Florence’s Cultural Highlights

Florence is full of cultural must see masterpieces and monuments to the past. Trying to see and do everything in a week or even two is impossible. Before you travel to Italy, plan what you most want to see and do some background research.

Purchase a Firenze card or make reservations online and check the opening and closing times of the major attractions. Consult Firenze Made in Tuscany, Florence for Free, The Florentine and Visit Florence to discover what’s happening in the city during your vacation. And, if you are a fan of mystery stories, Christobel Kent’s series about Sandro Cellini, the policeman turned private investigator with its vivid descriptions of Florence brings the city to life.

Here are just a few cultural must sees:

• The Basilica di Santa Maria del Fiore, commonly known as the Duomo, is one of the world’s largest cathedrals. With its exterior clad in pink, white and green Tuscan marble, the church is an enormous sprawling Gothic edifice that took centuries to complete. Arnolfo di Cambio, an architect, commenced the building toward the end of the 13th century. During the 15th century, a red-tiled dome, designed by Filippo Brunelleschi, was added and the marble facade was completed finally during the 19th century. Climb the 463 stone steps up the dome and see Florence spread out below. On the way up, admire the spectacular frescoes by Giorgio Vasari and Frederico Zuccari, depicting The Last Judgement; a truly breathtaking and indescribable experience. Only to be missed, if you are afraid of heights or small cramped spaces.

• Seeing Michelangelo’s David is one of life’s unforgettable moments. Carved from a single block of marble; the 17-foot high statue portrays the shepherd boy, David, as he encounters the giant, Goliath. Take a seat close to the base of the statue and gaze in wonder.

• The Uffizi Gallery houses an enormous collection of Italian paintings with works by Giotto, Botticelli, Michelangelo, Leonardo da Vinci and many others. With a guided tour, you can see the gems of the collection and hear an explanation of their artistic merits, which helps manage your time in the Uffizi efficiently. Follow the tour with a glass of prosecco on the rooftop terrace.

Florence's Cultural Highlights4

• The Ponte Vecchio spans the Arno at its narrowest point as the river flows through Florence. The first bridge in this location was built from stone and wood by the Romans. The current stone bridge with its three arches dates from 1345 and like a medieval bridge and is lined with small stores, which today sell jewelry and Florentine leather goods. During WWII, the Ponte Vecchio was the only bridge crossing the Arno in Florence to escape destruction by the departing German army.

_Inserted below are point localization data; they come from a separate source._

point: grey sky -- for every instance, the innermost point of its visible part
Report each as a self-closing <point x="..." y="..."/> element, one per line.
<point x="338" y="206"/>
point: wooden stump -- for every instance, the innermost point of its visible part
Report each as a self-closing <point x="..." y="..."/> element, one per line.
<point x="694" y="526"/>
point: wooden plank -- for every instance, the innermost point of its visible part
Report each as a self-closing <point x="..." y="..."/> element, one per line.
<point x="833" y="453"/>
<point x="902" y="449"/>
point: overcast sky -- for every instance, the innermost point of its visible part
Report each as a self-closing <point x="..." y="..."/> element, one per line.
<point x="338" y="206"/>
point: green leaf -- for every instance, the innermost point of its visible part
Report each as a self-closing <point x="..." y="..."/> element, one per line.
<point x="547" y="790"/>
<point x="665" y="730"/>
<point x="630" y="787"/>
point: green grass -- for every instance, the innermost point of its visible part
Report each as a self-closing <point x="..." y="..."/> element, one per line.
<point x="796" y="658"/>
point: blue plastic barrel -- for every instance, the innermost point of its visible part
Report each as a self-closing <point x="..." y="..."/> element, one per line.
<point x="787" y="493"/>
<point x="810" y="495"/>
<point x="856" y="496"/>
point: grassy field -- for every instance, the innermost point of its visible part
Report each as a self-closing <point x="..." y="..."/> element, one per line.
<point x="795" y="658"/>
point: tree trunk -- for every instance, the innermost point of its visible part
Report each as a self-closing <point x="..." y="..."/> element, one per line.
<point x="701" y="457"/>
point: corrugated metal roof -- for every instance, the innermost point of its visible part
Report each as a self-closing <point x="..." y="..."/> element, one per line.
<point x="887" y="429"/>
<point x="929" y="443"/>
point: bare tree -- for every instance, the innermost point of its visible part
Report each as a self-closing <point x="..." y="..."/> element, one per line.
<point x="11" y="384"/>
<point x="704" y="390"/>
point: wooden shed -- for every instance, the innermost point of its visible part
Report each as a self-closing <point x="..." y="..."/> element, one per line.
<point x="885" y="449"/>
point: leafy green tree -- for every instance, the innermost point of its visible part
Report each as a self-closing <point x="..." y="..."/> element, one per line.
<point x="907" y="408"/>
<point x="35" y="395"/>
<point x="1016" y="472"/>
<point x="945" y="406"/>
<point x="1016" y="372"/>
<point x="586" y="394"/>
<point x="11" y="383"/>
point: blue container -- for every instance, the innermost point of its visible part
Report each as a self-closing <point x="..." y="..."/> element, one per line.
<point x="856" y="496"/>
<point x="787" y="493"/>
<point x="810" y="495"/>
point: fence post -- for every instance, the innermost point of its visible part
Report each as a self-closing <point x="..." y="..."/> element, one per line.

• Built during the late 13th and the early 14th century, the Palazzo Vecchio in the Piazza della Signoria remains Florence’s town hall and the seat of civic power. During the 16th century, the palace became the home of the Medici family and Cosimo 1 de ‘Medici renovated the interior to reflect the wonders of the Renaissance. Spread over several floors, the Palazzo illustrates the history of Florence through the ages. The Palazzo’s Children’s Museum has an organized program of activities for kids to enjoy.

• Close to the Ponte Vecchio is the Museo Galileo, now home to the vast scientific collections, assembled over five centuries by the Medici and Lorraine families. Telescopes, a thermometer, and a compass, designed and built by Galileo, one of the fathers of science, are on display. And in a glass case, the bone of the middle finger of Galileo’s right hand is on display. The display reminds visitors that he suffered greatly for his belief in and support of Copernicus’s theory that the earth is not flat and moves around the sun. In addition to the unique permanent collection, the Museum hosts a special exhibit each year with a recent one, focusing on the mind of Leonardo da Vinci. Virtual exhibitions cover a range of topics, including the devastation caused by the 1996 flood.

• Enjoy a morning stroll through the Boboli Gardens, situated on the hillside behind the Pitti Palace. The elegant landscape is an excellent example of a formal Italian garden. Containing statutes, avenues of trees, an amphitheater and several fountains, the gardens that date from the 16th century were extended and further developed during the 17th, 18th and 19th centuries.

• Founded by the Etruscans, the small town of Fiesole, which dates from the 9th-8th century BC, is on a hillside overlooking Florence. On a hot summer day, a trip by local bus to Fiesole is a good way to escape the heat of the city. The Teatro Romano features outdoor theatrical and musical performances, as part of the Estate Fiesolana, a program of culture, music, and art, held every summer from June to July.